A total of 271 SSRs were isolated from 63 ESTs of A.cinnamomea with an SSR occurrence frequency of 96.82%. Among the EST-SSRs, there are 7 ESTs with 1 SSR, 12 ESTs with 2 SSRs, and 44 ESTs with 3 or more. The tri-nucleotides results shown in Table 3 (see PDF) accounts for the largest proportion of all SSRs. The di-nucleotide and tri-nucleotide repeat SSRs in the EST accounted for 95.31% of the total repeats, and the number of dinucleotide repeat motifs GC, CG, CT, and TC appeared more frequently with repeats of 14.76%, 13.28%, 9.59%, and 9.22%, respectively (Table 4 - see PDF). However, AG, GT, and TA were less frequent motifs accounting for less than 5%. In the tri-nucleotide repeat motif, AGG, GAA and GTC appear slightly higher, accounting for 3.33%, while CAC, CGC, AGC and ATC only occur once. The frequencies of tetra-nucleotides, hexa-nucleotides and hepta-nucleotides are all very low.
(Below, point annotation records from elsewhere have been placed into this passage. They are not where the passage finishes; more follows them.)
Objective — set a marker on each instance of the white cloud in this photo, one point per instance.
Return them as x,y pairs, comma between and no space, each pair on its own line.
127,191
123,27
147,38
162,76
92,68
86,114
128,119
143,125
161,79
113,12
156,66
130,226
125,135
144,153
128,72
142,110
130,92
However, di-nucleotide SSRs (18.75%) and tri-nucleotide SSRs (76.56%) presented higher polymorphic proportions than tetra- nucleotide in A. cinnamomea, which suggested that the SSRs which occurred within untranslated region were more polymorphic than those in exon regions.

Conclusion

In this study, we document some insights from the cDNA and EST analysis of Antrodia cinnamomea for further data mining. This is helpful in the genome level understanding of Antrodia cinnamomea for applciation in biomedicine.